This piece, published in Interface: a journal for and about social movements (vol. 5, issue 2, pp. 472 – 498, November 2013) (http://www.interfacejournal.net) focuses on the question of success and failure in social movements and social movement research.
To read the article, click here: http://www.interfacejournal.net/wordpress/wp-content/uploads/2013/11/Interface-5-2-Haiven-and-Khasnabish.pdf
From the introduction:
In 2010, we won a grant to experiment with “convoking” the radical imagination. We wanted to contribute to efforts to reimagine the relationships between social movement researchers and the social movements they study. We chose to do this research in the unromantic and marginal city of Halifax, Nova Scotia, an intentional departure from the cosmopolitan contexts which tend to dominate social movement studies. With a population of just under 400,000, sprawling out across a huge geographic area on Canada’s east coast, we were interested in working with movements experiencing stagnation, frustration, and failure, rather than those enjoying momentum, exhilaration, and success. We wanted to imagine a form of solidarity research aimed not just at supporting or working for particular social movement campaigns or organizations, but at intervening in the difficult, slow space between and amidst movement participants and groups as they attempted to contend with global and local issues.

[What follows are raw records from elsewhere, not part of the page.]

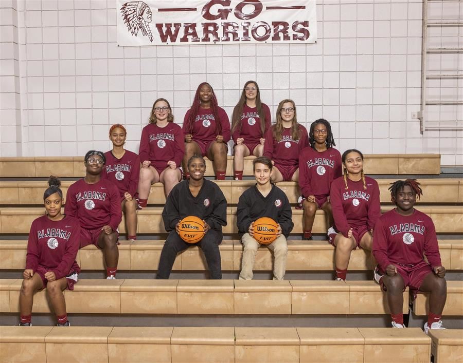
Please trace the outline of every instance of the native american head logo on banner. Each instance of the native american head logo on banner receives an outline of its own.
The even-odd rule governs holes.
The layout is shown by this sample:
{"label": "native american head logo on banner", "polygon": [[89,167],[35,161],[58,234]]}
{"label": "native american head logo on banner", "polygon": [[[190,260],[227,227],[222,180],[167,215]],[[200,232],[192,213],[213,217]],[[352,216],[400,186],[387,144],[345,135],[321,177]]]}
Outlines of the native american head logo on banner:
{"label": "native american head logo on banner", "polygon": [[153,12],[148,4],[143,1],[126,3],[120,8],[120,12],[128,31],[132,35],[137,36],[138,30],[141,30],[143,35],[148,36],[150,42],[153,41],[154,38],[149,25],[151,22]]}

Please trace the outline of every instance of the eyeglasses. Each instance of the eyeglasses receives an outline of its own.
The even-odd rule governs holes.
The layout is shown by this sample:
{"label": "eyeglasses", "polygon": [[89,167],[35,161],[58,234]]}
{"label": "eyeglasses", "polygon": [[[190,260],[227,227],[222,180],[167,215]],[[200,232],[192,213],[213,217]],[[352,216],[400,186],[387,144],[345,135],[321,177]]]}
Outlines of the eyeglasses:
{"label": "eyeglasses", "polygon": [[99,165],[102,165],[104,162],[101,159],[95,159],[95,158],[90,158],[87,160],[91,164],[98,164]]}
{"label": "eyeglasses", "polygon": [[167,111],[170,107],[168,107],[167,106],[165,106],[164,107],[154,107],[154,112],[160,112],[162,110],[163,111]]}

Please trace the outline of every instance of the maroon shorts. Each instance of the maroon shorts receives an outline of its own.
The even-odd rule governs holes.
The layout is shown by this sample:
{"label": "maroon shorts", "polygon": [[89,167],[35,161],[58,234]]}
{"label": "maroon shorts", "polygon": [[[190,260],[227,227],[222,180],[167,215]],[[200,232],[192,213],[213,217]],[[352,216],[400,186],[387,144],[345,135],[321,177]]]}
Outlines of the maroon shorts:
{"label": "maroon shorts", "polygon": [[[433,272],[432,268],[424,260],[416,265],[403,265],[400,263],[393,264],[397,267],[397,272],[403,280],[404,289],[407,286],[409,286],[413,299],[415,300],[424,278]],[[381,274],[385,274],[383,271],[380,270],[380,272]],[[381,279],[381,287],[385,291],[386,286],[384,285],[383,281],[383,279]]]}
{"label": "maroon shorts", "polygon": [[[47,284],[48,280],[45,277],[45,274],[47,273],[50,270],[46,268],[39,265],[35,273],[38,274],[39,276],[42,279],[42,282],[43,283],[43,287],[47,287]],[[74,271],[72,269],[69,272],[69,273],[66,276],[66,282],[67,283],[67,288],[70,290],[74,290],[74,284],[77,282],[77,277],[79,275],[78,272]]]}
{"label": "maroon shorts", "polygon": [[[119,232],[117,231],[114,231],[117,234],[117,243],[119,244]],[[86,230],[84,228],[80,228],[80,241],[79,243],[79,248],[85,247],[89,244],[94,244],[95,246],[100,248],[98,245],[98,238],[100,235],[104,232],[101,230],[101,228],[97,228],[95,230]]]}
{"label": "maroon shorts", "polygon": [[[360,247],[360,241],[362,240],[362,238],[363,237],[365,234],[368,232],[368,226],[367,225],[361,225],[359,227],[352,227],[352,236],[354,238],[354,239],[355,239],[355,243],[357,243],[357,246],[355,246],[355,248],[354,249],[354,250],[357,249],[358,247],[359,249],[362,248],[361,247]],[[336,230],[335,230],[333,227],[331,227],[329,230],[328,230],[328,241],[333,246],[334,245],[334,238],[337,235],[337,234],[340,233],[341,232],[338,232],[337,231],[336,231]]]}
{"label": "maroon shorts", "polygon": [[280,173],[281,173],[281,175],[283,176],[283,181],[291,181],[293,175],[299,168],[299,165],[288,166],[276,163],[273,166],[278,169]]}

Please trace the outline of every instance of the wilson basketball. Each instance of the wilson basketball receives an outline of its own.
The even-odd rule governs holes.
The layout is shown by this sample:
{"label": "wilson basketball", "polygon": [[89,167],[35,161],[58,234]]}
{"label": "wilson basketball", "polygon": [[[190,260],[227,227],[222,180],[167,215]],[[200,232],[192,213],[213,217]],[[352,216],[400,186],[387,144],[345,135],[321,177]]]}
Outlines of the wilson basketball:
{"label": "wilson basketball", "polygon": [[272,218],[262,217],[253,224],[254,238],[259,243],[269,244],[276,239],[278,225]]}
{"label": "wilson basketball", "polygon": [[179,225],[179,235],[187,243],[195,243],[204,236],[204,223],[195,216],[185,217]]}

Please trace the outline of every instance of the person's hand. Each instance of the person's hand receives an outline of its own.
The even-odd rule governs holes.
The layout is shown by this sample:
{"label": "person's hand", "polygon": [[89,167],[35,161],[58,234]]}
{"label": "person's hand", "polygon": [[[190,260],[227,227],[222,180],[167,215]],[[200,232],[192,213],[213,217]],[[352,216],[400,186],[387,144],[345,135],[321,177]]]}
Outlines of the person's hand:
{"label": "person's hand", "polygon": [[395,276],[397,273],[397,268],[391,264],[386,268],[386,274],[388,276]]}
{"label": "person's hand", "polygon": [[113,228],[109,225],[103,225],[101,231],[107,235],[110,235],[113,233]]}
{"label": "person's hand", "polygon": [[254,222],[251,222],[251,224],[249,225],[249,228],[247,228],[247,233],[252,237],[254,237],[254,228],[253,227],[254,224]]}
{"label": "person's hand", "polygon": [[55,274],[55,273],[53,272],[53,271],[48,271],[48,272],[45,273],[44,276],[45,277],[45,278],[50,282],[51,282],[52,281],[55,281],[55,280],[56,280],[56,275]]}
{"label": "person's hand", "polygon": [[277,238],[278,238],[281,235],[281,226],[280,225],[280,223],[278,224],[278,232],[277,232]]}
{"label": "person's hand", "polygon": [[130,195],[130,193],[128,192],[126,192],[124,193],[124,198],[126,198],[126,200],[128,202],[131,201],[133,199],[132,196]]}
{"label": "person's hand", "polygon": [[209,225],[207,222],[204,219],[203,220],[203,222],[204,222],[204,234],[205,235],[206,233],[207,233],[207,231],[208,231],[210,229],[210,226]]}
{"label": "person's hand", "polygon": [[34,276],[34,270],[32,269],[26,269],[23,273],[23,277],[25,280],[29,280],[29,279],[32,278],[33,276]]}
{"label": "person's hand", "polygon": [[435,266],[433,268],[433,271],[439,277],[446,276],[446,268],[443,266]]}

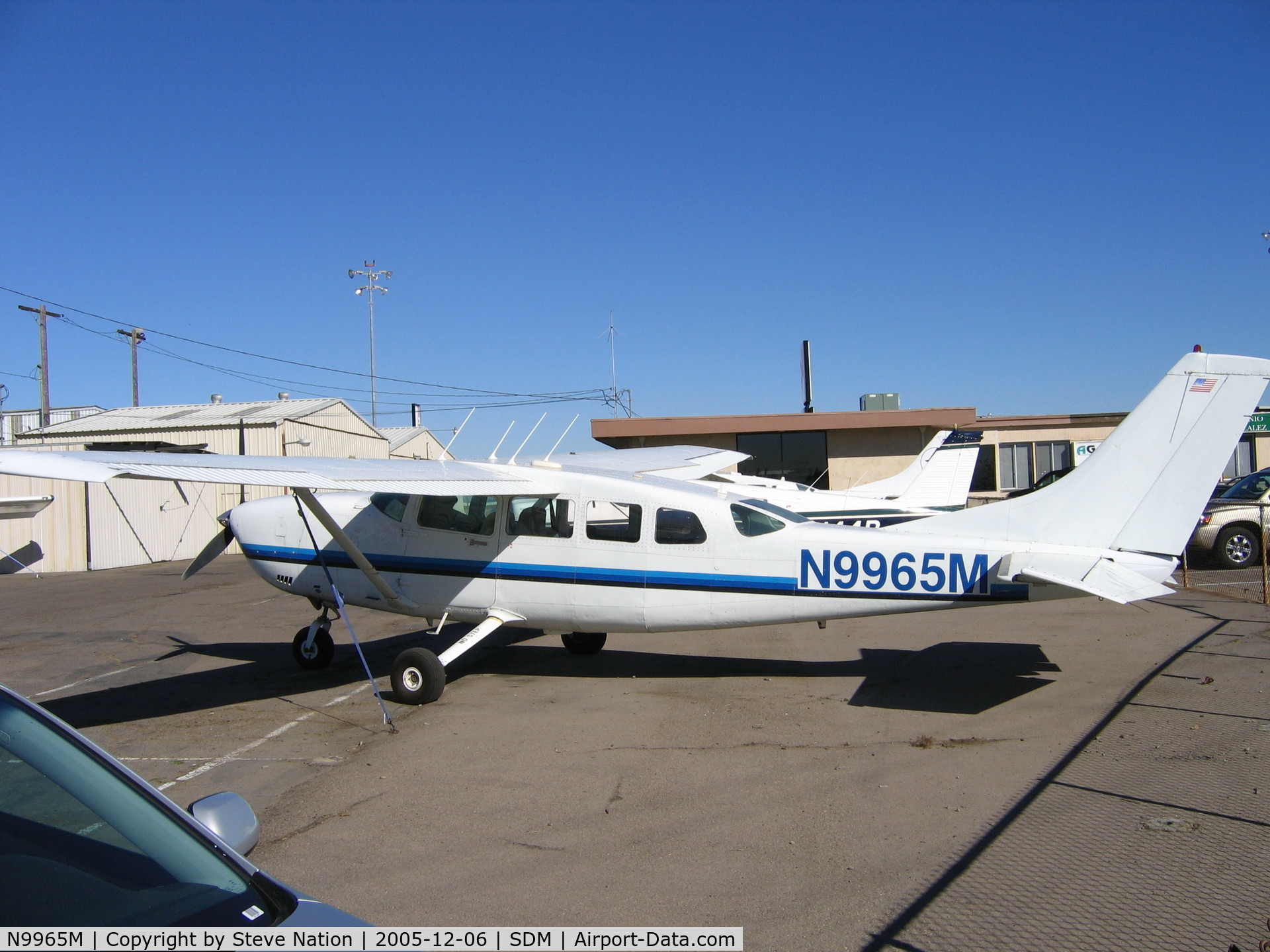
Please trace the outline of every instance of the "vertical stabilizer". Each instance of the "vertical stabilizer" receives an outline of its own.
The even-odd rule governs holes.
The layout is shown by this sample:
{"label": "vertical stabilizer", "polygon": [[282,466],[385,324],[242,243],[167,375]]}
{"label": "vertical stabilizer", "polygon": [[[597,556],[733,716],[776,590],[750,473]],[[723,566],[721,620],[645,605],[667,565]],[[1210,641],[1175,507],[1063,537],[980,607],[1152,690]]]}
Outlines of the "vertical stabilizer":
{"label": "vertical stabilizer", "polygon": [[1186,354],[1064,479],[895,531],[1181,555],[1267,381],[1270,360]]}

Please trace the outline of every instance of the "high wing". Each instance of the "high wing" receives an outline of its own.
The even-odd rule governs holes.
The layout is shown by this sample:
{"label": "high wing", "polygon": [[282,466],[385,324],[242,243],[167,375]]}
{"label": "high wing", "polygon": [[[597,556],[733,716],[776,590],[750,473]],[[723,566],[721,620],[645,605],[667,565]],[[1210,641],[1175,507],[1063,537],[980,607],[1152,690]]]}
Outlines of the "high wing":
{"label": "high wing", "polygon": [[420,495],[555,495],[558,491],[508,468],[451,459],[0,451],[3,473],[77,482],[126,477]]}
{"label": "high wing", "polygon": [[749,453],[710,447],[635,447],[569,453],[561,457],[561,462],[605,472],[644,472],[673,480],[697,480],[748,458]]}

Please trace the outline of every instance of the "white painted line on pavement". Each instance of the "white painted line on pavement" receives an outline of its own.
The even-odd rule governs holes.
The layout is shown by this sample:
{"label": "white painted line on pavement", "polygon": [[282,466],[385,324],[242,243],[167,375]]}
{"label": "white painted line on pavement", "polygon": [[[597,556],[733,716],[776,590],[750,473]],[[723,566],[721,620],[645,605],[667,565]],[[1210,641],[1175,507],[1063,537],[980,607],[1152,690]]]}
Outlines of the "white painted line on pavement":
{"label": "white painted line on pavement", "polygon": [[[370,684],[363,684],[359,688],[354,688],[353,691],[348,692],[347,694],[340,694],[334,701],[328,701],[325,704],[323,704],[323,707],[334,707],[335,704],[343,703],[344,701],[348,701],[351,697],[353,697],[353,694],[357,694],[357,693],[359,693],[362,691],[366,691],[368,687],[370,687]],[[258,746],[260,746],[265,741],[273,740],[274,737],[281,737],[283,734],[286,734],[288,730],[291,730],[292,727],[295,727],[297,724],[304,724],[310,717],[312,717],[315,713],[319,713],[319,711],[310,711],[309,713],[300,715],[296,720],[287,721],[281,727],[274,727],[272,731],[269,731],[268,734],[265,734],[263,737],[257,737],[250,744],[244,744],[237,750],[231,750],[230,753],[224,754],[222,757],[217,757],[215,760],[208,760],[202,767],[196,767],[189,773],[182,774],[180,777],[178,777],[174,781],[168,781],[166,783],[160,783],[159,784],[159,790],[168,790],[168,787],[174,787],[178,783],[183,783],[185,781],[192,781],[192,779],[194,779],[194,777],[201,777],[202,774],[207,773],[208,770],[212,770],[212,769],[215,769],[217,767],[222,767],[224,764],[227,764],[231,760],[239,760],[239,759],[241,759],[241,755],[245,754],[248,750],[255,750]]]}
{"label": "white painted line on pavement", "polygon": [[[145,664],[149,664],[146,661]],[[41,691],[38,694],[32,694],[32,697],[43,697],[44,694],[56,694],[58,691],[66,691],[67,688],[77,688],[80,684],[88,684],[90,680],[100,680],[102,678],[109,678],[112,674],[123,674],[124,671],[131,671],[133,668],[140,668],[140,664],[130,664],[127,668],[119,668],[117,671],[107,671],[105,674],[94,674],[91,678],[85,678],[84,680],[72,680],[70,684],[62,684],[60,688],[50,688],[48,691]]]}

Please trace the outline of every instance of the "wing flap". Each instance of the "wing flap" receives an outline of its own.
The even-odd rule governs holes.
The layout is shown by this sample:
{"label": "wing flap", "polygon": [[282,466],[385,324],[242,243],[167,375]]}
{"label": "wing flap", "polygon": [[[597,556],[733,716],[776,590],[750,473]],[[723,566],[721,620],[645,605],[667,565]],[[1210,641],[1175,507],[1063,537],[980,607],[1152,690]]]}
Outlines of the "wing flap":
{"label": "wing flap", "polygon": [[334,457],[216,456],[0,451],[0,472],[77,482],[122,476],[183,482],[420,495],[555,495],[555,487],[505,467],[450,459],[338,459]]}

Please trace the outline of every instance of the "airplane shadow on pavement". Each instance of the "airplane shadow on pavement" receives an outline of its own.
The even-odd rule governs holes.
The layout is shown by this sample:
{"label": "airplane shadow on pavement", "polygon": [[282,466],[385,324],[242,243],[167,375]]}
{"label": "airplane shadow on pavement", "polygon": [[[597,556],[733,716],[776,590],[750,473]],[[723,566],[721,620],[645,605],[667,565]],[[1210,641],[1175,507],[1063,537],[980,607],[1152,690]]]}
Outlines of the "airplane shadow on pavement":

Three years later, after dozens of interviews, several public events and dialogue sessions, and a goodly amount of participant observation, we found ourselves reflecting on the successes and failures of the project (not the least because our funders, the Social Sciences and Humanities Research Council of Canada, required us to do so to justify the money they gave us). While we have published the particulars of our research method elsewhere (Khasnabish and Haiven, 2012) and will be sharing some of the results of our research in a forthcoming book (Khasnabish and Haiven, forthcoming), the present essay is a critical reflection on how we measure and imagine “success” and “failure” in social movement research, especially research that strives to work in solidarity with the social movements in question.We begin by narrating the development of academic social movement studies, from its functionalist origins to recent forms of co-research or solidarity research. But we suggest that even some of the best examples of this work take for granted the categories of “success” and “failure” both in terms of what makes for “successful” movements and what makes for “successful” research. In the second half of the paper, we draw on thinkers like Judith Halberstam, Fredric Jameson and Donna Haraway to argue that a more substantial understanding of social movements, and of social movement research, can come from a more dynamic mapping of success and failure. Drawing on our ethnographic research, we argue that social movements typically dwell in the “hiatus” between “not-success” and “not-failure,” and that researchers seeking to work in solidarity with social movements can fruitfully reimagine their own criteria of success and failure through this model.